Brera Astronomical Observatory
The Osservatorio Astronomico di Brera ( OAB) is an astronomical observatory in Milan, Italy, with the IAU code 027 The astronomical coordinates are 45 ° 27 ' 59.2 "North and 0h 36m 45,89 s east of Greenwich.
The observatory in the historic Palazzo di Brera, the original home for the Jesuit College Collegio de Brera in Milan's Brera district, was founded in 1764 by the Jesuit Order of Humiliati. The planning of the observatory was in the hands of the polymath and Jesuit Roger Joseph Boscovitch. 1765 OAB was completed on the south-east wing of the Palazzo. Co-director was the Jesuit Father Louis Lagrange ( 1711-1783 ). In 1772 Boscovich left the OAB. After the dissolution of the Jesuit order in 1773 by Pope Clement XIV, the observatory fell to the state.

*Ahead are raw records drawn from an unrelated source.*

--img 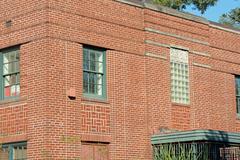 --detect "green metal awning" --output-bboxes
[151,130,240,145]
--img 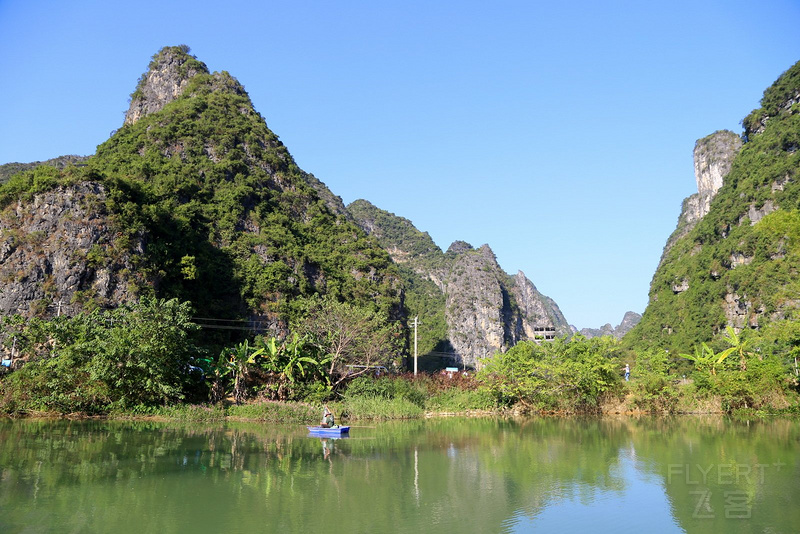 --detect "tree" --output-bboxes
[298,297,401,388]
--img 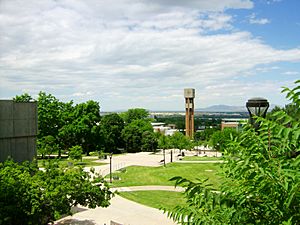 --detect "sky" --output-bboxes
[0,0,300,111]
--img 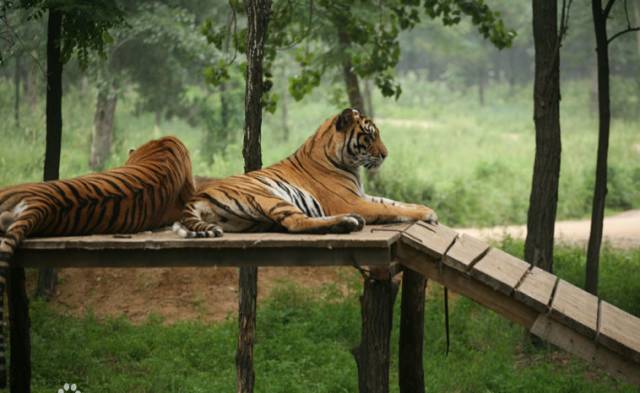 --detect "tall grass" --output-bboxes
[0,76,640,226]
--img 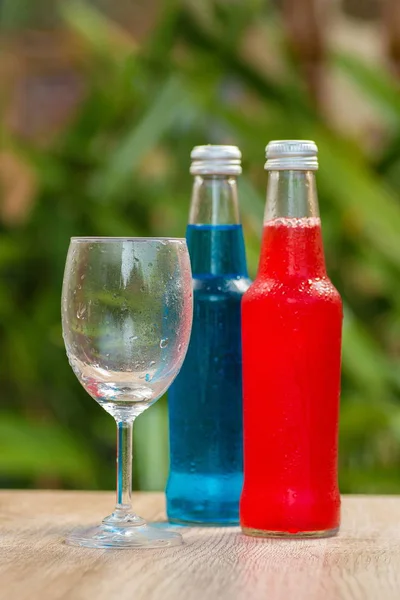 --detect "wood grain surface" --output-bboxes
[0,491,400,600]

From 1802 to 1817 Barnaba Oriani was director of the observatory. He was succeeded as directors Angelo de Cesaris (1749-1832) and Francesco Carlini. 1860 Giovanni Schiaparelli was appointed to the observatory as " secundo Astronomo ". 1861 Schiaparelli discovered on the asteroid Hesperia OAB. After the death of Carlini in 1862 Schiaparelli took over the management of the observatory. In 1877 he succeeded in his time most detailed mapping of the planet Mars.
When the conditions for astronomical observations in Milan's center increasingly deteriorated, the observation operation of the observatory in 1923 was transferred to the province of Lecco after Merate, located around 35 km from Milan. For astrometric purposes in the world length determination in 1933, however, the location was suitable; they gave the value 0h 36m 45.84 s in the system of the FK3.